At the start of the expedition, one of the major remaining “gaps” in the Phong Nha catchment area was the course of the water from the Hang En / Khe Rhy sink to the upstream end of Hang Thung. The latter was explored in 1994 and left at an upstream sump, whilst attempts in 2001 to bypass the boulder choke at the sink had resulted in lots of walking and jungle-bashing and not much cave.

Our aim in 2003 was to head for the area between the two known points and, in particular, to a cave called Nuoc Nit which had featured in dispatches from the last expedition. The name had been translated, as among other things, “Meeting of the Waters”, which sounded ideal for our purposes. The only problem was that knowing the area around Hang Thung and Hang En, we anticipated an arduous, leech-infested thrash to the entrance and prepared ourselves for the full jungle experience.

Our transport to the roadhead was the usual heavy duty construction lorry. This one was perhaps a little smaller than we felt was ideal, but since our part of the group was to be deposited around 1 hour up the road it promised to be bearable.
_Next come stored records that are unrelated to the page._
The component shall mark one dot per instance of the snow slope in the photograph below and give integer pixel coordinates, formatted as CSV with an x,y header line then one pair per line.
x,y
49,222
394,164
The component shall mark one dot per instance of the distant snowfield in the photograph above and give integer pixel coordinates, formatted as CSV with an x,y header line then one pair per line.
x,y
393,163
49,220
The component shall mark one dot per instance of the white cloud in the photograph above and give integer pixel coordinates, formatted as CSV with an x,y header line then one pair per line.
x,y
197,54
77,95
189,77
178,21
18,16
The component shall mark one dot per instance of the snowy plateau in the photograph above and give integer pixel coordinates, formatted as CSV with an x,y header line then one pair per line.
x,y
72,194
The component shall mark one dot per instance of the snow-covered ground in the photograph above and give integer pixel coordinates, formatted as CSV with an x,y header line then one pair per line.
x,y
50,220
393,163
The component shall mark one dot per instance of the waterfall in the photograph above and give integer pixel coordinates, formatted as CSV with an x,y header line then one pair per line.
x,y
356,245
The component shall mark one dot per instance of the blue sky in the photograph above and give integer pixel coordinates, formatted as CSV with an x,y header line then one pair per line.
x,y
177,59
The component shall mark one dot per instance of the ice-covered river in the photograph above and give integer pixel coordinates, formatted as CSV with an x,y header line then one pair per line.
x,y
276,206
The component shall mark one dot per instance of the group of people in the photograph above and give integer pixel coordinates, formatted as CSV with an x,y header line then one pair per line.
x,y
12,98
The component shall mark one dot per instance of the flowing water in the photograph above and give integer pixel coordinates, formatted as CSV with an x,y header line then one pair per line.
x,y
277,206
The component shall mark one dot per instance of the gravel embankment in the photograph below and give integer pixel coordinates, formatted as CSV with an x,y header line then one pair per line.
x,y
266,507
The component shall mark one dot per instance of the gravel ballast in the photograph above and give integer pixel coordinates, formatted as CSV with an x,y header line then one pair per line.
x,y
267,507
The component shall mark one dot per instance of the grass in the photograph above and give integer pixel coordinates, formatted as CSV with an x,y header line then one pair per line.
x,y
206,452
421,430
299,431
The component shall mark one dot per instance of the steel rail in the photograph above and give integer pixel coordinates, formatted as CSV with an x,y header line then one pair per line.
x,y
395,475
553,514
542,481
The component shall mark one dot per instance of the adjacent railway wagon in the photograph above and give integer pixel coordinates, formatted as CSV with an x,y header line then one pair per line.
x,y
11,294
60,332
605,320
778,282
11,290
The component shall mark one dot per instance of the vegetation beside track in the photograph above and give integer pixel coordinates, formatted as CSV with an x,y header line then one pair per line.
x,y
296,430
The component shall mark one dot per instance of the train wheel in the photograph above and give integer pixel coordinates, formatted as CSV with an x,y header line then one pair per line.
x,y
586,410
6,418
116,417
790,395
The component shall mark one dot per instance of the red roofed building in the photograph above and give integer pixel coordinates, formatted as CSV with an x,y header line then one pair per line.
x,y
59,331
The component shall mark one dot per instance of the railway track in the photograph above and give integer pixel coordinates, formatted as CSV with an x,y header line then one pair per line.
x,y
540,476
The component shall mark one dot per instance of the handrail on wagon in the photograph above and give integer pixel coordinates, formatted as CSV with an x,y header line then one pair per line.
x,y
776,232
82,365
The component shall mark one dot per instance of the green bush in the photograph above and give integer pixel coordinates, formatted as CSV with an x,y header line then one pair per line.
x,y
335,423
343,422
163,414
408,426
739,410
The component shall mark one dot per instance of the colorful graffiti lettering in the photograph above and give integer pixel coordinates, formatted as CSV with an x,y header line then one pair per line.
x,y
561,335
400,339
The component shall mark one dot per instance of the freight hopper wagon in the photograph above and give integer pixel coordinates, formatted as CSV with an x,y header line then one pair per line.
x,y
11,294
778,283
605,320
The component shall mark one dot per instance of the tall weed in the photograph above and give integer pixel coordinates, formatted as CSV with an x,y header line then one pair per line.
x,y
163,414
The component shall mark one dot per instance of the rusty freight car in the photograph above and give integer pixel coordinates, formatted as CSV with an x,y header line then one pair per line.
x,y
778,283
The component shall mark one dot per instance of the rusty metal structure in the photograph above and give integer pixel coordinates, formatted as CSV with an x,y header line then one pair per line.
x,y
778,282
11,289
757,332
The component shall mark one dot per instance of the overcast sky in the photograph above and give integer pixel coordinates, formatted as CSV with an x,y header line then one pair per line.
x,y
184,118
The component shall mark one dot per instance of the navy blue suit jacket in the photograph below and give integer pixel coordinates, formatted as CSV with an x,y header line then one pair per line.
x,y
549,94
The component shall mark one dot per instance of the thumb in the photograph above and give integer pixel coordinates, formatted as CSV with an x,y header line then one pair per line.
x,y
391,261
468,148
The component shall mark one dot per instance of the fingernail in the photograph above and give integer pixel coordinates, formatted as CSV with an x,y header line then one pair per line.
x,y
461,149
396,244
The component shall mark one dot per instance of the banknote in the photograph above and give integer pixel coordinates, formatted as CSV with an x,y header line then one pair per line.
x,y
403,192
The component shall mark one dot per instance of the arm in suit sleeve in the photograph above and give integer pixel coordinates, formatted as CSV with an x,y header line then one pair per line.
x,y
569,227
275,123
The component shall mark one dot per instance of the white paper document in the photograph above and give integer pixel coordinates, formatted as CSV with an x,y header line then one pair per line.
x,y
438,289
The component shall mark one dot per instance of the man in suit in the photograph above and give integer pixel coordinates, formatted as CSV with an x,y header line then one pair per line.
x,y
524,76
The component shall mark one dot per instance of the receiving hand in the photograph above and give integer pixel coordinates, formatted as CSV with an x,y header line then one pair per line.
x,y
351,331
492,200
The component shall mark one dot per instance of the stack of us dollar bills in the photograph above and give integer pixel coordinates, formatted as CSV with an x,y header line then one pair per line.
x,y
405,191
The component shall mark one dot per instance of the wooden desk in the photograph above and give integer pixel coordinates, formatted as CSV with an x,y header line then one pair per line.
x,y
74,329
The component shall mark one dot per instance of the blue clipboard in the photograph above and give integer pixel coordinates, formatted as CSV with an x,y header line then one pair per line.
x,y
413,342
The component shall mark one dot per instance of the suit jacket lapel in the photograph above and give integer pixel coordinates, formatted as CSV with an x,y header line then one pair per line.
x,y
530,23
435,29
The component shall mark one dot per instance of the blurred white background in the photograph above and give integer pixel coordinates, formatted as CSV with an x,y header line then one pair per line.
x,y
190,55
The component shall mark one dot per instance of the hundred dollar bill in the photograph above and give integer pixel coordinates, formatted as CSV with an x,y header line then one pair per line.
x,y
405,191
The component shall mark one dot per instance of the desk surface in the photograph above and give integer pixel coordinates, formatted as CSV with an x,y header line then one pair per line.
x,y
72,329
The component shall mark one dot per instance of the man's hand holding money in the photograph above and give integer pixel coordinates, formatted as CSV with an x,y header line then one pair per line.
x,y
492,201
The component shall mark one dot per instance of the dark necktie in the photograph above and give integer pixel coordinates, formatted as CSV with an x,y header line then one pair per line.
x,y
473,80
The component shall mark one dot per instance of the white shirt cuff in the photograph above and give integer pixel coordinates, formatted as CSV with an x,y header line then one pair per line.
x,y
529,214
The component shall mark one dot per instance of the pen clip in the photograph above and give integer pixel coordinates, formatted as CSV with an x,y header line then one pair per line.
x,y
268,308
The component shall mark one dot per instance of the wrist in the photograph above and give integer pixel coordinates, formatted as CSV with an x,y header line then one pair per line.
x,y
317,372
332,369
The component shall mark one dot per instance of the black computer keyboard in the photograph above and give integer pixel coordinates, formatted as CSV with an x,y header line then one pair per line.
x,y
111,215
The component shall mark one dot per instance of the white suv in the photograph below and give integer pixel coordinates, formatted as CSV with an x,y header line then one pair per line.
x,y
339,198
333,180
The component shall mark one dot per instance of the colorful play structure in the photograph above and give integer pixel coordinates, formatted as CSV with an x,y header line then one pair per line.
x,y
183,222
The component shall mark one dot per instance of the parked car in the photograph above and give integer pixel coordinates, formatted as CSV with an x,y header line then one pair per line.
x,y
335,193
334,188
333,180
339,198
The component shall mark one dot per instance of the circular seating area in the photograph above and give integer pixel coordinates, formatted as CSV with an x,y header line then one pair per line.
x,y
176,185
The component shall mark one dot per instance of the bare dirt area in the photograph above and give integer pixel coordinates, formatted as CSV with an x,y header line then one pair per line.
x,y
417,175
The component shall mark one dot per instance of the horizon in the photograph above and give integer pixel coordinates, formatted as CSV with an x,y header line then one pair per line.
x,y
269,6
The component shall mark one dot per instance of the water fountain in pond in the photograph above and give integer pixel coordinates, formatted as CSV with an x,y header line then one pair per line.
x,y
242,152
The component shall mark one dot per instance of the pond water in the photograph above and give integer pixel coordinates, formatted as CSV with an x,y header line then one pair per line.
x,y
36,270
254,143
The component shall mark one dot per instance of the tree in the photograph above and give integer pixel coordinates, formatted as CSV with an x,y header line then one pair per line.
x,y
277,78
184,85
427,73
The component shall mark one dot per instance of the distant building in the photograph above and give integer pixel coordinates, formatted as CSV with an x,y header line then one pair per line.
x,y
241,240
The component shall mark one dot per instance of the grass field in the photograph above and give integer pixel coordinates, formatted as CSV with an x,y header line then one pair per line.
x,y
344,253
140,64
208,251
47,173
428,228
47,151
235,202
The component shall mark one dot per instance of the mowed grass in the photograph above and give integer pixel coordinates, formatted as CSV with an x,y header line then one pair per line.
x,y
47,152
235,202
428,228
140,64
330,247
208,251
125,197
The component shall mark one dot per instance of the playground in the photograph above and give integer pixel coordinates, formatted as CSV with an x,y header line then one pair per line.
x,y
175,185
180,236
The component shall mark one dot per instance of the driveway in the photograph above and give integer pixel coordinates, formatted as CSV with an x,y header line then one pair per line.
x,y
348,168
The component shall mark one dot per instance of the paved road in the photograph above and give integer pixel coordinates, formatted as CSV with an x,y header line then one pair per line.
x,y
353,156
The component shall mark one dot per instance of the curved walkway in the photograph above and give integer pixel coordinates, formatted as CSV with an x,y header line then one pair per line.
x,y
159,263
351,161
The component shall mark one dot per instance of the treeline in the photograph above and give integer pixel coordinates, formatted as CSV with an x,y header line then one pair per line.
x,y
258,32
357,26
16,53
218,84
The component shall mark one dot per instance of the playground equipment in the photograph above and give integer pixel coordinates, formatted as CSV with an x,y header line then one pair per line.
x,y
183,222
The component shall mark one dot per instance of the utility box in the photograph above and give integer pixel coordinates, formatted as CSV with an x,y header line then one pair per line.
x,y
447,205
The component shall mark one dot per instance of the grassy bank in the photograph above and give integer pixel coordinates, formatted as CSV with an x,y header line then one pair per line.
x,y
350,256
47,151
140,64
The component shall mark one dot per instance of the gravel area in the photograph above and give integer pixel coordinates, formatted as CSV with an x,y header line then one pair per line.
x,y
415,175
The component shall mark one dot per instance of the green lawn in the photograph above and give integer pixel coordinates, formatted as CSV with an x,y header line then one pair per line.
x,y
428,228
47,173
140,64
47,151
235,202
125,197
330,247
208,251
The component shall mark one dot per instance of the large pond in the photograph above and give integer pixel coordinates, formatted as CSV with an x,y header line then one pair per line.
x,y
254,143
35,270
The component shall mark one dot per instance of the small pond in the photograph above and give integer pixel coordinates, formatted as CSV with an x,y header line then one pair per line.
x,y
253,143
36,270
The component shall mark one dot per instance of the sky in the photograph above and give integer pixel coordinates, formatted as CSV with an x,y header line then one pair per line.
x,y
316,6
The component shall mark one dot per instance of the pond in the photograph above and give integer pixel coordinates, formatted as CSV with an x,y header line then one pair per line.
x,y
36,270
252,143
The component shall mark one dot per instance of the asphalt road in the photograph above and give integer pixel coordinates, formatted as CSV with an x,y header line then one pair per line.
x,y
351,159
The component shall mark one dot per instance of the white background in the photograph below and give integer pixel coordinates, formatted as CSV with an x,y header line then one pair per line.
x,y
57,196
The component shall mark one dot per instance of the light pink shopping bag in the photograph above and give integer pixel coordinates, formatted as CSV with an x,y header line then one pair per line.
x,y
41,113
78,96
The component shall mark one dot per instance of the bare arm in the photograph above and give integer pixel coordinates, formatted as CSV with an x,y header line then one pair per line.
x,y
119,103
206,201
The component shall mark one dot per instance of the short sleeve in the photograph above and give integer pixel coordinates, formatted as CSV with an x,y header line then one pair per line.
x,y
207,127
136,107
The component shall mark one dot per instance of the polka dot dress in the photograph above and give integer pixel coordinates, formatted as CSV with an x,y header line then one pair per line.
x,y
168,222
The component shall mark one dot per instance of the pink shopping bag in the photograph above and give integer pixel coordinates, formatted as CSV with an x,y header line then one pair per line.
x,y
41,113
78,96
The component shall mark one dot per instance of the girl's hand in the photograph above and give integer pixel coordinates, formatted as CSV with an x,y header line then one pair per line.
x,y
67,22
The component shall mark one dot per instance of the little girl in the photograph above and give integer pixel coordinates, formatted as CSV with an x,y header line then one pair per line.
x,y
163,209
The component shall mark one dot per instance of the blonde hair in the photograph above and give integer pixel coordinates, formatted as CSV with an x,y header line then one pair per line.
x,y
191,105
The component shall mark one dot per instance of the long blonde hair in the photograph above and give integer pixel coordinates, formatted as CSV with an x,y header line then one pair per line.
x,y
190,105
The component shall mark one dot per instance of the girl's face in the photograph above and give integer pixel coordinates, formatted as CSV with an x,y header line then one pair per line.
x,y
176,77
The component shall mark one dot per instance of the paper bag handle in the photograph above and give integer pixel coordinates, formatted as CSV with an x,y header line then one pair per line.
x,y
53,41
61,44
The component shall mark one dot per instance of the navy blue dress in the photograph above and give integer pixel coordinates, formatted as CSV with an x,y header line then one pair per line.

Three hours later, we are sat by the truck 20-odd kilometres up the Ho Chi Minh road, way past our drop off point, with a broken fan belt and no spare….by now we have become accustomed to such distractions in Vietnam! One of the new recruits even used the time constructively to get to know the porters better – by the time we set off again, he could barely stand, having consumed several bowls of a strange opaque liquid from a yellow plastic oil container (No names, but he’s a scientist from Oxford with the initials CJD!).

After dropping the Hang Dai Cao team at the head of the road, we returned almost back to Son Trach and then headed off up the newly constructed road towards the Hang En end of the massif. It was now clear we would not be getting as close as we thought to our objective today! As

dusk fell, we arrived at the army camp at the roadhead. “It will be fine” said Mr. Thach and only half in jest added “either they will let us stay or they will arrest us!”.

Fortunately, they let us stay and we prepared our dehydrated jungle rations in the camp kitchen. These, along with several litres of water, seemed to undo most of the damage the rice wine had done to Chris and we retired to our beds (wooden, army, covered) to ready ourselves for the rigours to come in the morning.

The rigours consisted of about a kilometre walk back down the road, followed by a quick bash through the jungle to a wide, dry streambed. Following this for a couple of kilometres, we gradually approached what looked to be a more caverniferous lump of limestone. The stream dropped down over a series of boulders and suddenly we had arrived. The entrance to Nuoc Nit, a 15m wide by 30m high gash in the base of the limestone with a stream gently gurgling off into the darkness. The latest version of the translation of the name was “Water Go In” – we figured we had better go in as well and the frustrations of the previous day quickly began to evaporate.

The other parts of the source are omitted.